Interesting light. I love the mod, especially since it's reversable. You shouldn't do anything to refinish it either. The original finish has character, besides it geing rare.


----------



## ma_sha1 (May 10, 2009)

*Re: Kel-lite ROP*

ABTOMAT, I was wondering whe you'll are going to make a post,
you haven't missed a single kel-lite post, have you? :thumbsup: 

Don't worry, I am taking care of this beauty, it did cost me ~$80 (Incuding shipping) to land her, is that a fare price?

The way I see it, It's in the cut-down mag size & deserves the cut-down mag price range at least. For example, The Mag 1D host on left, host cost ~$100 (Tri Bored for 3x16760, working on 3xP7 project) & the mag 1C the right, host cot $70 (Tail cap bored for 18650, moded for P7 + PWM dimming). Either one of the mag host you can pay & get one anytime, but not the Kel-lite 2C. 

The reflector has some flaws, neck broke-off & I glued it back, do you know where can I get a replacment? I really want to make this one perfect & run with ROP Hi, morden incan for a vintage kel-lite shortie. (Just finished making the Teflon Bulb holder). 



ABTOMAT said:


> Take care not to damage the flashlight in any way. C-size Kel-Lites with external metal switches are nearly the rarest model they made. My police light collection's almost at 100 and I've never run across one of those in person.


----------



## ma_sha1 (May 10, 2009)

*Re: Kel-lite ROP*

Thanks, I am not going to re-finish it, I love the look & feel, and the history to it. 

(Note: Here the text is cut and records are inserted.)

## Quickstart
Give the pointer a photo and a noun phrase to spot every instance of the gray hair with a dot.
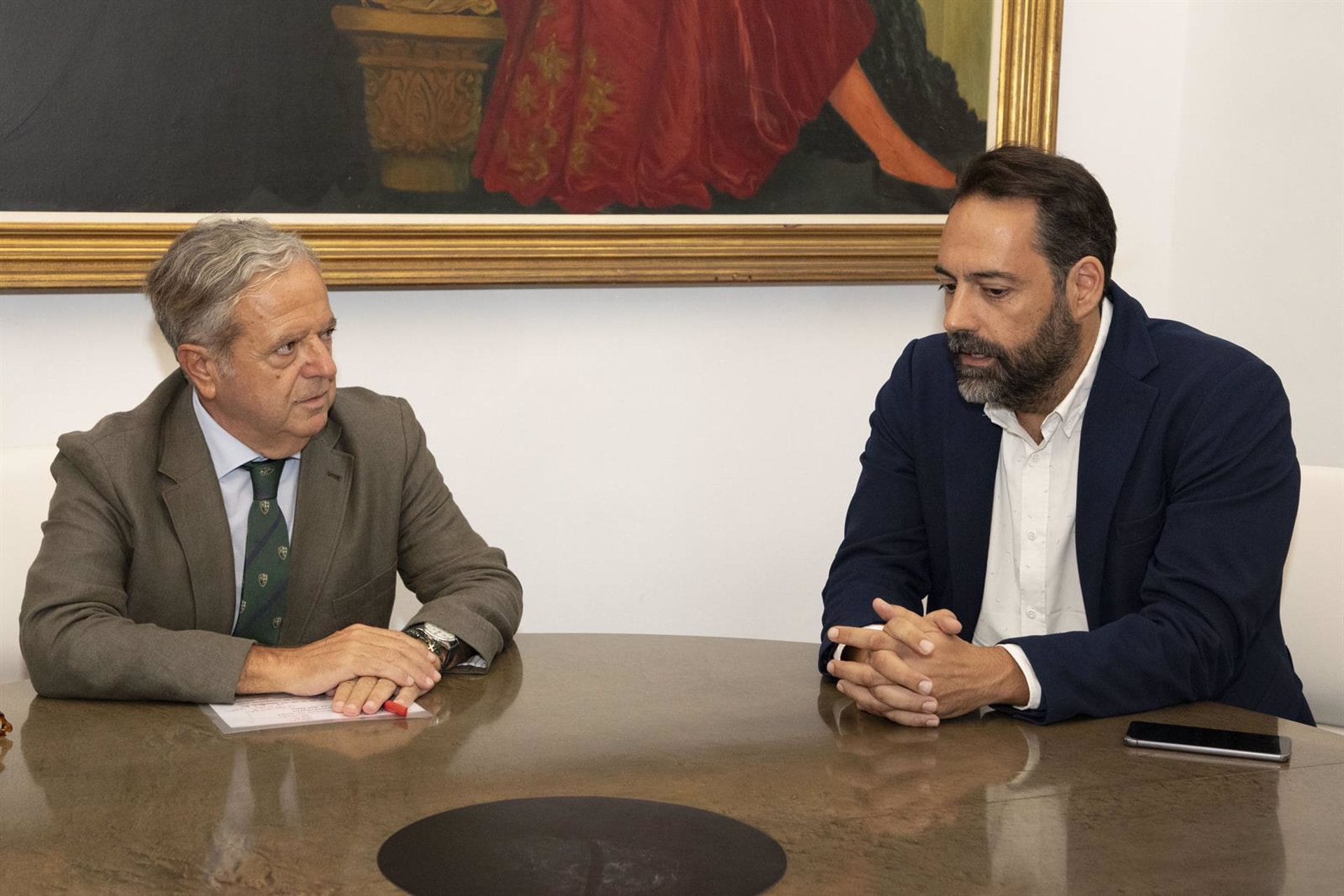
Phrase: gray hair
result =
(195, 286)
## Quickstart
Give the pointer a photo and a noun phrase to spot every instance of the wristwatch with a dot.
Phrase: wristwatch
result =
(441, 644)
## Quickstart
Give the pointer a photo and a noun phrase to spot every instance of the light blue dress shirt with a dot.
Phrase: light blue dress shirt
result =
(229, 454)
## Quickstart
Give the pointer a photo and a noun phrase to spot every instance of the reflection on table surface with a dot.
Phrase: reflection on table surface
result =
(134, 797)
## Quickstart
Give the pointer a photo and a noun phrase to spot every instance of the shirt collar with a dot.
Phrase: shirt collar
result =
(226, 451)
(1070, 410)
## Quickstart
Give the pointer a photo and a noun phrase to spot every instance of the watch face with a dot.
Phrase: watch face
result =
(447, 638)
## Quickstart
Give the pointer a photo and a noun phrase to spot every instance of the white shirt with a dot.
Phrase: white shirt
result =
(1031, 571)
(227, 456)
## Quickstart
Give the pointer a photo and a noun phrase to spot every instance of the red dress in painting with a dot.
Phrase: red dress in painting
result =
(651, 102)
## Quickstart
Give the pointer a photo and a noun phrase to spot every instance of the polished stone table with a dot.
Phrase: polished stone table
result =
(143, 797)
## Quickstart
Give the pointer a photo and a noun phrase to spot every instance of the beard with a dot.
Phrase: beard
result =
(1025, 379)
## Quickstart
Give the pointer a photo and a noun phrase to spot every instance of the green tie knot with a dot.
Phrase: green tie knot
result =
(265, 477)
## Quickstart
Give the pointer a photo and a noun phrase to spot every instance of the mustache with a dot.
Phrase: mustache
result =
(964, 343)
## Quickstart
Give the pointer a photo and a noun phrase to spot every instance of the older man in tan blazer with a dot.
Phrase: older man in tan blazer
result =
(139, 587)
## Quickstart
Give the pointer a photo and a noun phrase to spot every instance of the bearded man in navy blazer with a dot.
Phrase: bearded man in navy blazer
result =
(1097, 505)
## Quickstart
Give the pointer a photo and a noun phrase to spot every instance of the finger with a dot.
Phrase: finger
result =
(863, 697)
(388, 654)
(359, 695)
(905, 700)
(946, 621)
(862, 638)
(384, 688)
(869, 701)
(340, 695)
(911, 719)
(406, 696)
(860, 673)
(906, 628)
(883, 668)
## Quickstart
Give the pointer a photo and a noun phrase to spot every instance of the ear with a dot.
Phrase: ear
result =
(1085, 286)
(201, 368)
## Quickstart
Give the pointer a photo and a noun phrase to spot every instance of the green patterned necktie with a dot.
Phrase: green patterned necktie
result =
(267, 558)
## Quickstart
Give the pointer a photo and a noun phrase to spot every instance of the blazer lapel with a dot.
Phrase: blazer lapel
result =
(198, 514)
(324, 480)
(1113, 428)
(971, 456)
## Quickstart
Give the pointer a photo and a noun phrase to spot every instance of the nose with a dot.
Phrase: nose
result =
(958, 311)
(319, 362)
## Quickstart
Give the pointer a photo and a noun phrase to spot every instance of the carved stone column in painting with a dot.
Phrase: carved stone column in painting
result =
(424, 65)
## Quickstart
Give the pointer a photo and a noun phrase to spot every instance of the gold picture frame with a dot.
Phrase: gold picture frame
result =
(61, 254)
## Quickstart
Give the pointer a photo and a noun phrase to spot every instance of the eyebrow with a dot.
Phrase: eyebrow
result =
(980, 274)
(293, 336)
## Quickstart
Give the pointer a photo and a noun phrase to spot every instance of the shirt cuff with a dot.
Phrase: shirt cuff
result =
(839, 653)
(1019, 656)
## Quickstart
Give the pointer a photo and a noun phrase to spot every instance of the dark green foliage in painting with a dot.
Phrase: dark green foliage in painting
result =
(918, 89)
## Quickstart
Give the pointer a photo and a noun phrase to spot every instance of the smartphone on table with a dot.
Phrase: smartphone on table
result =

The light was flickering with the switch, I just opened it up & bent the copper contact a bit, an easy fit.
The light is built like a tank, the switch is pretty solid too. My first Kel-lite, now I know why people love it. 



kz1000s1 said:


> Interesting light. I love the mod, especially since it's reversable. You shouldn't do anything to refinish it either. The original finish has character, besides it geing rare.


----------